I found that there is the encoding capability with JSP source file. When I
change encoding for example from ISO-8859-1 to UTF-8, it does not convert from
but set to.
For Java source file. Yes, Java compiler only accept ASCII. It is very hard to
input unicode escape character.
If it has encoding capability as JSP file and has menu for convert encoding file
(can use native2ascii), it will be easier and comfortable for use.
I think there should be some general mechanism for handling the file
encodings/conversions. IMHO currently only the default encoding set to
JVM is used in the IDE.
When reading the file the editor kit only gets the input stream for
reading so it chooses the default encoding. The editor kit must be
given a Reader (with the proper byte-to-char-converter) instead.
Reassigning to core but openide should be involved too I guess.
passing to Peter.
In addition, I can put my comment and generate
document in my own language.
Target milestone was changed from '3.4' to TBD.
I have a feeling this is a duplicate of something.
By the way Isomchai - try my little experimental module,
It at least makes it easier to insert (but not read) escapes - mostly
for alphabetic/syllabic languages, as it is too clumsy to be useful
*** Issue 25191 has been marked as a duplicate of this issue. ***
Such an API has been proposed and discussed in various forms on
several occasions on the list throughout the past couple of years.
Suggestions that I remember have included:
- an EncodingCookie which supplies the encoding of a file
- cause EditorCookie to automatically decode/encode the file according
to a locale property associated with it
Definitely needs a complete proposal and discussion; the issue is
pretty complicated when you consider:
- How much for API vs. hidden implementation?
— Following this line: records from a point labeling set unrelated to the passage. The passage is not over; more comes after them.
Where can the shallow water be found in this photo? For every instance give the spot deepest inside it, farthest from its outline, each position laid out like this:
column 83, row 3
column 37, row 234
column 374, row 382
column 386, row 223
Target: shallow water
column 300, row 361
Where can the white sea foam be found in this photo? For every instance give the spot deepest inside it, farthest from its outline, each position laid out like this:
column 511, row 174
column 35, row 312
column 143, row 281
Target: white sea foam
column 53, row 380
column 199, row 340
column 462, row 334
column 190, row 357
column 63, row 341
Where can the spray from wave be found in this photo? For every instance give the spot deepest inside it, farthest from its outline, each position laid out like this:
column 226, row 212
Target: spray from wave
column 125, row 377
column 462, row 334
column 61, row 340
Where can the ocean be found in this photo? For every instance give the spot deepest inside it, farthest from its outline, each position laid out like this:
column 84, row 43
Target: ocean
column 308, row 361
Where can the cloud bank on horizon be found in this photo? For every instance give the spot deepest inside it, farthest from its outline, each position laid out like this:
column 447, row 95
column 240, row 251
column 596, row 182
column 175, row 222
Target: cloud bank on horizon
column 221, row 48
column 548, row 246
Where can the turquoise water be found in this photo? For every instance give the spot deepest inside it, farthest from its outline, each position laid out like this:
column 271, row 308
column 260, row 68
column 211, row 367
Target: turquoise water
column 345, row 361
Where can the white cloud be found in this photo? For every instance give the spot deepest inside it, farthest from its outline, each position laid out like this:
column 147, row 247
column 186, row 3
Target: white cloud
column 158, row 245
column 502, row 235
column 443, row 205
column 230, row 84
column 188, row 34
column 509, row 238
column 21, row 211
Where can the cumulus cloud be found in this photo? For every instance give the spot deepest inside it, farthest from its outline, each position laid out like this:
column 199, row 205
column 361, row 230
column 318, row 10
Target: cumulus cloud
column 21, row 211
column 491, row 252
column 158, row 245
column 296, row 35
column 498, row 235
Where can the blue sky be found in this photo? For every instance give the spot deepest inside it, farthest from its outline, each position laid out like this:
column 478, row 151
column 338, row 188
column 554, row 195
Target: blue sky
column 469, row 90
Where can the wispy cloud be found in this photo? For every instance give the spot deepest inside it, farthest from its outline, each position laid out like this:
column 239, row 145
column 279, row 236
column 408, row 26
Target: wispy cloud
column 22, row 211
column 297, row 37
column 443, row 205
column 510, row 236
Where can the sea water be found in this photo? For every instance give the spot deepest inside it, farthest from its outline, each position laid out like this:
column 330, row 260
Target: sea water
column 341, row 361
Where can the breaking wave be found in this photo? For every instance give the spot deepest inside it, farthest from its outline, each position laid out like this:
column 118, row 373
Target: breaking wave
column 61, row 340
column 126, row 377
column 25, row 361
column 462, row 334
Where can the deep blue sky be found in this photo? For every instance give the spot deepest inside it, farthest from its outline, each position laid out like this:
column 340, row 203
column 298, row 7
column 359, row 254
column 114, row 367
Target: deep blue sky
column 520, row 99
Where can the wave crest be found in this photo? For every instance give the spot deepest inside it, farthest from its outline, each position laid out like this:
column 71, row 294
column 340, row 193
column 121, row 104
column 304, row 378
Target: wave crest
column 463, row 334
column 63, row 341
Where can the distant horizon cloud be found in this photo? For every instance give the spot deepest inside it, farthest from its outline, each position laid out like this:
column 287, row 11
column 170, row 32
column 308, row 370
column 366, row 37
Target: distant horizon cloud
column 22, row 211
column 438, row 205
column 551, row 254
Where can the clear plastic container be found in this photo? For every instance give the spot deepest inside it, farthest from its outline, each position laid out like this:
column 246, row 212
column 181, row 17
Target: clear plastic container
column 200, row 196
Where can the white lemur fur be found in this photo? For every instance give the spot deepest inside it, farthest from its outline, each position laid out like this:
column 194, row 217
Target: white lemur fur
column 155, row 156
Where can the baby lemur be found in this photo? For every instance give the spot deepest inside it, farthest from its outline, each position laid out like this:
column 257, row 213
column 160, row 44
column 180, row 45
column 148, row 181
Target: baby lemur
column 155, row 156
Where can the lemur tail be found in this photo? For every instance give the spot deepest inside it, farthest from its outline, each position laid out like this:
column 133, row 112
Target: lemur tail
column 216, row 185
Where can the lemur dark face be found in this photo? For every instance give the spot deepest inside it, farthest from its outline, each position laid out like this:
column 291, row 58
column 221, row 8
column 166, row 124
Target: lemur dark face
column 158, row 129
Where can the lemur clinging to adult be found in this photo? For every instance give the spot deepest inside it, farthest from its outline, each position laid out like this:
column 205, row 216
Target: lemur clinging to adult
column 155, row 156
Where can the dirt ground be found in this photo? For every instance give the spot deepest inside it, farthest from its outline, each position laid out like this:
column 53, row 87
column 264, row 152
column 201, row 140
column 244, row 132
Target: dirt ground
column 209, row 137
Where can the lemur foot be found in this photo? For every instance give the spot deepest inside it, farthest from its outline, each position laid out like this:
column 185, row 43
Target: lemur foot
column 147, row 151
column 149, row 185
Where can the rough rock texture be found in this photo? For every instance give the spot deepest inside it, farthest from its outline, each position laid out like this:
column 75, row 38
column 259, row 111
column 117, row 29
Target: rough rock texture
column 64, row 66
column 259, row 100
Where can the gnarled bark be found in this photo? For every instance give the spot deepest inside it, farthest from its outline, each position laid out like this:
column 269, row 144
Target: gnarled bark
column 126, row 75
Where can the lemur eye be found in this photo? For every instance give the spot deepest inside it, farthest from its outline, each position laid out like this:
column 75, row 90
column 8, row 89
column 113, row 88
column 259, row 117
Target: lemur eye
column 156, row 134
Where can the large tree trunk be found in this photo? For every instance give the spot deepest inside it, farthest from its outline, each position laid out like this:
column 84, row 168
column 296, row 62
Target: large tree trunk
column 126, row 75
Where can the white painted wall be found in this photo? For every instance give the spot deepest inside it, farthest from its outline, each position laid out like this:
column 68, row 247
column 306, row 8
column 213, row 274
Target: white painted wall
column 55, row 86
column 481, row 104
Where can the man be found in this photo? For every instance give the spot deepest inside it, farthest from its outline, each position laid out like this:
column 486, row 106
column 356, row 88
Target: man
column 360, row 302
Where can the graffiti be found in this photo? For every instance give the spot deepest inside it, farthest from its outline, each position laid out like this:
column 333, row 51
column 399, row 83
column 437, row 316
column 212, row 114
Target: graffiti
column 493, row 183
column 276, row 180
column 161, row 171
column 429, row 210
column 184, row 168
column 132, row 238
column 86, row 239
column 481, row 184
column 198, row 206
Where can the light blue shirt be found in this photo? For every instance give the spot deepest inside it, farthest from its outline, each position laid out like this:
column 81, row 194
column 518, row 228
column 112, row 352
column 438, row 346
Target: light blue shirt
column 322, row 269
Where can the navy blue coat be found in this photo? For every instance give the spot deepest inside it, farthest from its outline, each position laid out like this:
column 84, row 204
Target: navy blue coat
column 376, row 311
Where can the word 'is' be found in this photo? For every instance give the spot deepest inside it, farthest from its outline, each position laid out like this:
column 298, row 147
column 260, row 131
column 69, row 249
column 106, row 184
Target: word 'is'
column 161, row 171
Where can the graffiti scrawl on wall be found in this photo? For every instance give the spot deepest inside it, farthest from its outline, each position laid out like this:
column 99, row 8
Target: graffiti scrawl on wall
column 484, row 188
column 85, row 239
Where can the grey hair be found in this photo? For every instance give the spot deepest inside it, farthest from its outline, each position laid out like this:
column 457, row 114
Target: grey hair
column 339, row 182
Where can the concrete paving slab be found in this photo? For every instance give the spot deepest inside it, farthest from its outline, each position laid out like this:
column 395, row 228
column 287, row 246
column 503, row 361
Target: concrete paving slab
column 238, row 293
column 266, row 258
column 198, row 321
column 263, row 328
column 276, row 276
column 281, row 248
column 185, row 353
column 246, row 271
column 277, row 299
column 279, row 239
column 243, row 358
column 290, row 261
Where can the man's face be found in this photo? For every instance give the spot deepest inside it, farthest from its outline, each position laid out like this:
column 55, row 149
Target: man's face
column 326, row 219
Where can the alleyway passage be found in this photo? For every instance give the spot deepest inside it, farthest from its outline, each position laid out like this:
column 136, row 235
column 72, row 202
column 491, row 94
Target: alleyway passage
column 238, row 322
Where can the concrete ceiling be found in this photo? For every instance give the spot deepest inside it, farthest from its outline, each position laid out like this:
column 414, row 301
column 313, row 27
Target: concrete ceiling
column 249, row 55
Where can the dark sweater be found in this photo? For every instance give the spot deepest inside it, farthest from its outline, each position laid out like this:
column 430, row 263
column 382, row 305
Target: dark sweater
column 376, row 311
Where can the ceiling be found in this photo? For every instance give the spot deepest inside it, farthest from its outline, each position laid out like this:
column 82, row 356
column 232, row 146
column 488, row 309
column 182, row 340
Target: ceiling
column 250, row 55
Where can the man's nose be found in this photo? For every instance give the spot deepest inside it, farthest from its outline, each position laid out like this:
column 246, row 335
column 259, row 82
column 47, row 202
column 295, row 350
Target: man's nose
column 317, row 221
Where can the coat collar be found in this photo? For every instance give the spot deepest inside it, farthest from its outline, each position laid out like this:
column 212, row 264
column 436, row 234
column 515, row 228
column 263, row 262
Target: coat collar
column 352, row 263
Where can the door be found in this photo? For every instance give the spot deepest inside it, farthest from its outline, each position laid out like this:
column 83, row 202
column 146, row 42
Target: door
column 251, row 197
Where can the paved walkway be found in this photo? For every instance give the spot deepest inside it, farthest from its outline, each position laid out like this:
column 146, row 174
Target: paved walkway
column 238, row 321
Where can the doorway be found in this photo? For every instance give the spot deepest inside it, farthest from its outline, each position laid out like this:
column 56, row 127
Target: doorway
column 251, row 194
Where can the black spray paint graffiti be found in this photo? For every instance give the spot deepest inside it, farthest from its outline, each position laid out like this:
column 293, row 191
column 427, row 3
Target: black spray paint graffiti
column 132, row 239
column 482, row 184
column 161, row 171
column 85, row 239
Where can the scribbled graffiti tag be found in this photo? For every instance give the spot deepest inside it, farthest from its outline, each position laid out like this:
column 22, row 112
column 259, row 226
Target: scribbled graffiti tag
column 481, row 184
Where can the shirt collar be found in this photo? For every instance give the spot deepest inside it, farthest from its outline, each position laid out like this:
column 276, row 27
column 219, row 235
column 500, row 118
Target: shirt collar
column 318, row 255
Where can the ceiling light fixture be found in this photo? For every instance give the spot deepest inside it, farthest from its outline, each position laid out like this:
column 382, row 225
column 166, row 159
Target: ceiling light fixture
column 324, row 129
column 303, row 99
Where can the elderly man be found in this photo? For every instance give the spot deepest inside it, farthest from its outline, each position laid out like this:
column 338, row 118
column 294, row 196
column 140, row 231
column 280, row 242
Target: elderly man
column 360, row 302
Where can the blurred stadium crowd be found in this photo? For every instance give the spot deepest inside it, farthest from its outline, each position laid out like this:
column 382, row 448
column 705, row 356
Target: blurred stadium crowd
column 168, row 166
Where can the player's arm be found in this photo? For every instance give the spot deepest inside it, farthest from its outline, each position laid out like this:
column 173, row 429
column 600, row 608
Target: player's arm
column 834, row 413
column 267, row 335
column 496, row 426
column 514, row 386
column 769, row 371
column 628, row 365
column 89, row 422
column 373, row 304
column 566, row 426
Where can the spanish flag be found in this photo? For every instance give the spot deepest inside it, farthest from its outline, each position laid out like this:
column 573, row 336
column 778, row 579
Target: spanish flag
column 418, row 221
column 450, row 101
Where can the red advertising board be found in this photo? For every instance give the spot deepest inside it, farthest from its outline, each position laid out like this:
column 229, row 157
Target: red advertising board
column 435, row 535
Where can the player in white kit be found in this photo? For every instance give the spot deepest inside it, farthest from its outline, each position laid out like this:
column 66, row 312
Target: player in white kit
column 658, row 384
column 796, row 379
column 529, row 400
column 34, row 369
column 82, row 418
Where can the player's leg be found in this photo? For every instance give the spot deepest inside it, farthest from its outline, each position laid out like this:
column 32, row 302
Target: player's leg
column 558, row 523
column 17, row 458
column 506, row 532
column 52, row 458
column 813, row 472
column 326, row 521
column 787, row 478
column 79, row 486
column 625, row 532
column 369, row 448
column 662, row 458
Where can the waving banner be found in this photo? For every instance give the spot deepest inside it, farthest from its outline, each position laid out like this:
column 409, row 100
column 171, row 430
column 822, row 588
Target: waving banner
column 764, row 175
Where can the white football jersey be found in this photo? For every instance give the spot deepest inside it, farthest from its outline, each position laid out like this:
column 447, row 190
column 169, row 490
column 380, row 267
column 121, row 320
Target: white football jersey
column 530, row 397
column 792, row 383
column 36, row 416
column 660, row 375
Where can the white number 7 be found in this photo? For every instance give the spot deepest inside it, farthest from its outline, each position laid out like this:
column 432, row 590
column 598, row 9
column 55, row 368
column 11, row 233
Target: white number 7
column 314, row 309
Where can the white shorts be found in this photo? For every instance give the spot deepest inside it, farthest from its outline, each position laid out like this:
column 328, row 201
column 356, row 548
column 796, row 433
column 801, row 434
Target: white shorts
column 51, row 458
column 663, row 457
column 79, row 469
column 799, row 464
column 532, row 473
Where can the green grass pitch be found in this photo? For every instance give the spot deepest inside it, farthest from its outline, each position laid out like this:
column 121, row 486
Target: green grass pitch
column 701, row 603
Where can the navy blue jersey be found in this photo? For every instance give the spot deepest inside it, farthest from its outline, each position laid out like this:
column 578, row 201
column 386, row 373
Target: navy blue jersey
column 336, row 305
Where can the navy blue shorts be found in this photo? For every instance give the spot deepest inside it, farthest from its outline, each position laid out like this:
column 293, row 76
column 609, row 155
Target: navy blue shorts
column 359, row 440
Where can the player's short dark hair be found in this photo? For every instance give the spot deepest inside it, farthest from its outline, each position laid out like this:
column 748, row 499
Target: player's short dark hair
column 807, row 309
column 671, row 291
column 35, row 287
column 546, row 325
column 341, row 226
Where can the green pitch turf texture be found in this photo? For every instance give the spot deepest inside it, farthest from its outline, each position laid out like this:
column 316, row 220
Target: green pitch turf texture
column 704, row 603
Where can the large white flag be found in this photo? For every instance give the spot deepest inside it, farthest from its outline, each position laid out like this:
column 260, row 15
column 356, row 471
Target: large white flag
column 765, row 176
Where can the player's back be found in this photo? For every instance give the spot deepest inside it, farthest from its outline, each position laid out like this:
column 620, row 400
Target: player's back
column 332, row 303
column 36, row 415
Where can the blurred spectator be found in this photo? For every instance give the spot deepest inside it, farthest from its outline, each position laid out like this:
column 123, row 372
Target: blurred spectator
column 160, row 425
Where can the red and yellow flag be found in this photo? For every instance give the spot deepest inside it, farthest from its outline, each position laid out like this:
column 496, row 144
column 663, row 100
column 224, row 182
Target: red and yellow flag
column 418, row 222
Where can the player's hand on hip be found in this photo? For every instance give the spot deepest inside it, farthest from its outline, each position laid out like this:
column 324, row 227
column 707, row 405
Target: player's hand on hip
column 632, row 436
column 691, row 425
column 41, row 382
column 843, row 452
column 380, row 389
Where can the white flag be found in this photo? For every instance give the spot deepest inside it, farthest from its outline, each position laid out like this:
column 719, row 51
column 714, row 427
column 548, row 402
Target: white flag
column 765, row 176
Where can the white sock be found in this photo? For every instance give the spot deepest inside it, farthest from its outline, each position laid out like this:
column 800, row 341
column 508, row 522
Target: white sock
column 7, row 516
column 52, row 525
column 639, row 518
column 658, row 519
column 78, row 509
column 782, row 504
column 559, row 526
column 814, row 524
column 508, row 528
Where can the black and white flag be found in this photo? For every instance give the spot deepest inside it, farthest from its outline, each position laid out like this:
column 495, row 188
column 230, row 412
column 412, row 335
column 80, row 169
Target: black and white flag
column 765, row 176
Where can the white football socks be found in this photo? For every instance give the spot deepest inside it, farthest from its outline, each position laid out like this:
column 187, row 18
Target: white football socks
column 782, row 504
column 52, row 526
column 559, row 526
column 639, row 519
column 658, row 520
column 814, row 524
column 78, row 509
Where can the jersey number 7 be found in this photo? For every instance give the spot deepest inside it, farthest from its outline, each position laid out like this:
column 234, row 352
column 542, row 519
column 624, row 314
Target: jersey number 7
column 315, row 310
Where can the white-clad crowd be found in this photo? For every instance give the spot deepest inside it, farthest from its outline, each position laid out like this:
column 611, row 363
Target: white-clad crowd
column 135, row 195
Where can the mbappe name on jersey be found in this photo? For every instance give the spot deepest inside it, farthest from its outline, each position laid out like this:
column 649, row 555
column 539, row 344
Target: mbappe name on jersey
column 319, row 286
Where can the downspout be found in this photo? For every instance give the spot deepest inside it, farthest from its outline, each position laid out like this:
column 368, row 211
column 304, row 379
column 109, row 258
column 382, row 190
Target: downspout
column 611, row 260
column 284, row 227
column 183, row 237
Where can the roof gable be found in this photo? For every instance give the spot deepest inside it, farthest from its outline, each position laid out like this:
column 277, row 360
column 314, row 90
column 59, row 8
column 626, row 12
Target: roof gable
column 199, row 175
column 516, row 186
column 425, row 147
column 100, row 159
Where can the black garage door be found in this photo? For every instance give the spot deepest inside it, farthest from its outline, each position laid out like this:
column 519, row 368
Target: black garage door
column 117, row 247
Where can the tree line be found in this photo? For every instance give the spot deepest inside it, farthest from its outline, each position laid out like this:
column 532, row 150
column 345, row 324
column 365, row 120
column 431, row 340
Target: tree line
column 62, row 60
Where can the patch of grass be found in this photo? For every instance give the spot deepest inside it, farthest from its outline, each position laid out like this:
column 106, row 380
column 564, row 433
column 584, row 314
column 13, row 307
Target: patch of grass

- usage of platform default encoding vs. a standard encoding like UTF-8
- Unix vs. Win vs. Mac line endings - should the same mechanism solve
- external processes like javac may need to know file encoding, so
encoding cannot be completely hidden in implementation
- UI to present the choice? prop ed needed (issue #20259); per-file
selection? per-file-type? per-filesystem (issue #25189)? global default?
- input methods: is the OS's keyboard support and JRE's input method
framework sufficient for users to enter international text in the
editor, or do we need any more support?
- escape vs. raw: for XML, HTML, .properties, and .java, there are
standardized Unicode escape syntaxes. Should the Editor window display
the raw characters, the escapes, or should you be able to choose on
the fly (a question for editor.netbeans.org probably)? Should the file
saved to disk contain the raw characters (encoded suitably), the
escapes (encoding irrelevant), or should this be a choice (i.e.
"escaped" is a special kind of "encoding")?
25191 is a duplicate of this issue; so am marking this one as defect
after consulation with nb QA and comments from nb
strategy that some i18n rfes could actually be viewed as defects.
Let me know if more details are needed.
Also, 20259 will be marked also as defect as above.
Finally, would 27240 be a duplicate of this also ? If so, I can mark
it as such.
To the previous note from Jesse:
IMO the editor should display the content that was obtained from the
java.io.Reader without changes i.e. if there is a "raw" unicode char
that char should be displayed and if there was '\\' 'u' ... then that
text should be displayed.
IMHO the additional tweaking with the characters such as expanding to
escapes etc. should be treated as a pluggable filters. In general
there could be several cascaded filters.
We should discuss whether the input methods are enough for inputting
of the characters. I have no valuable opinion of that because I don't
use the input methods.
*** Issue 27240 has been marked as a duplicate of this issue. ***
Issue #27240 also suggest per-file-type encoding defaults in some
uniform way. But I think we need per-file encodings anyway.
Jesse Click raises several interesting questions, which I'd
like to address. For Example:
>> - an EncodingCookie which supplies the encoding of a file
>> - cause EditorCookie to automatically decode/encode the
>> file according to a locale property associated with it
I'm not quite sure what these two mean, but there exists a
current mechanism for specifying the encoding for .java
files. The encoding gets saved in the directory's .nbattrs
file. This works well.
>> - How much for API vs. hidden implementation?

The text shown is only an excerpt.